Stratejik önemi, coğrafi konumu ve kültürel zenginliği ile ülkemiz, dünyanın en riskli bölgesinde bulunmaktadır.

Bu özelliğinden dolayı Türkiye Cumhuriyeti, emperyalist ülkelerin hedefindeki ülkelerin başında gelmektedir.

Mondros Mütarekesi ve Sevr Antlaşması’na rağmen, milletçe vermiş olduğumuz şanlı mücadeleden sonra kurduğumuz devletimiz, dün olduğu gibi bu gün de tehdit altındadır.

İslâm dünyasının göz bebeği, Türk dünyasının umudu olan Türkiye Cumhuriyeti’ni zayıf düşürmek ve gelişmesini engellemek düşüncesiyle uzun yıllardan beri emperyalist ülkeler tarafından planlar yapılmakta ve uygulamaya sokulmaktadır.

Siyasi, etnik ve mezhepsel farklılıkları kaşıyarak ülkede kaos ortamı oluşturmak düşüncesiyle hazırlanan planlarla ülkemiz ciddi şekilde maddi ve manevi kayıplar yaşamaktadır.

Cumhuriyet’in ilk yıllarından beri sahneye konulan isyanlar ve terör hareketleriyle devletimiz dün olduğu gibi bu gün de kararlı şekilde mücadele etmektedir.

Ülkemizin bölünmez bütünlüğüne karşı girişilen saldırılar güvenlik güçlerimizin azimli, kararlı ve sarsılmaz vatan sevgisi karşısında yok olup gitmektedir.

Malazgirt’te, Çanakkale’de, Sakarya’da şahlanan ruhu taşıyan güvenlik güçlerimiz, bu gün hainlerle girdikleri şanlı mücadelede destanlar yazmaktadır.

Hayatlarının baharında, bir hilâl uğruna vatan toprağına düşen bu kahraman evlatlarımızın hüzünlü hikayeleri hepimizin yüreğini dağlamakta ve gelecek nesillere ilham kaynağı olmaktadır.

Bilindiği üzere son yıllarda Doğu ve Güneydoğu’daki bazı illerde teröristler tarafında mahallelerin altında tüneller kazılmış, binalara ve sokaklara tuzaklar kurulmuş özetle kurtarılmış alanlar oluşturulmuştur.

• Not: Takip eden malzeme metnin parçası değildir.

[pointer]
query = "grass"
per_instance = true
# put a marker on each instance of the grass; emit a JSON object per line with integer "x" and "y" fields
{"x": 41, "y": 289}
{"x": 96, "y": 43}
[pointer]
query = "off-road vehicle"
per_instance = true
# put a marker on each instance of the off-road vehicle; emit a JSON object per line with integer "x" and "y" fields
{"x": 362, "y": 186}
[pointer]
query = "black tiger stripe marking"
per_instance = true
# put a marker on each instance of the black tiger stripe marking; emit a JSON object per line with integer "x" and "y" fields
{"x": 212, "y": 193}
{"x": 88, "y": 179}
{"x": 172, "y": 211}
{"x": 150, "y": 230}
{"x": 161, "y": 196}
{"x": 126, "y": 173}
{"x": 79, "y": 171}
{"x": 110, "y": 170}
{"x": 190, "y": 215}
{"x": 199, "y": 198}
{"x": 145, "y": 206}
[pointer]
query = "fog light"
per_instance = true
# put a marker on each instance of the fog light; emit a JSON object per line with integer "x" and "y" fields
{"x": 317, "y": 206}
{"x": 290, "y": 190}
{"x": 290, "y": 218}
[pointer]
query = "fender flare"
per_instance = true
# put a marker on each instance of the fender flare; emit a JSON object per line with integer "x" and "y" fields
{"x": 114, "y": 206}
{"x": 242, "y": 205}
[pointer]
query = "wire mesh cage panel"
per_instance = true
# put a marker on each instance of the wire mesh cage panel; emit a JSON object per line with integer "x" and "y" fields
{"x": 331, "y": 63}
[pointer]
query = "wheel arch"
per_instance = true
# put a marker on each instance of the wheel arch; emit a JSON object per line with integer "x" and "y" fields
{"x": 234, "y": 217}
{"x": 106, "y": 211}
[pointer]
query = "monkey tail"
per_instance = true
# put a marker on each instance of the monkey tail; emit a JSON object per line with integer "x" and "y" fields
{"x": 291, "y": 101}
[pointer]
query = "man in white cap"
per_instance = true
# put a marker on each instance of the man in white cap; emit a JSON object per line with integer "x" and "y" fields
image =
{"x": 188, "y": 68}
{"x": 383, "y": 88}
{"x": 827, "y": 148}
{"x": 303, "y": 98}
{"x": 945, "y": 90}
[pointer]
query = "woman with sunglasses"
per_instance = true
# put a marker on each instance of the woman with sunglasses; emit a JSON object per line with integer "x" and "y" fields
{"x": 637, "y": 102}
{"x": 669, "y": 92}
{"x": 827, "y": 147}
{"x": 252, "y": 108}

Diyarbakır’ın Sur ilçesinde olduğu gibi uluslararası teröristlerin ve keskin nişancı teröristlerin konuşlandıkları yerlere güvenlik güçlerimiz tarafından kararlı bir şekilde temizleme harekatı başlatılmış, sivil halkın zarar görmemesi konusunda azami dikkat gösterilerek yapılan operasyonlarla güvenlik güçlerimiz bu terör yuvalarını yerle bir etmiştir.

Her türlü tuzağın ve pis taktiğin uygulandığı bu hain yuvalarına verilen baskınlarda onlarca evladımız şehitlik ve gazilik mertebelerine ulaşmıştır.

Ülke savunmasında şehit olan evlatlarımızın cenazelerinde ateş düştüğü yeri değil, tüm ülkenin yüreğini yakmaktadır.

Anadolu’nun her köşesine giden şehit cenazelerinde ana ve babaların metanetleri, ”Vatan Sağ Olsun” deme olgunlukları sarsılmaz bir imanı gösterirken, ay yıldızlı bayrağa sarılı tabuta son kez sarılanların gözyaşları şehit kanlarıyla sulanmış toprağa düşerek toprağı vatan yapmaktadır.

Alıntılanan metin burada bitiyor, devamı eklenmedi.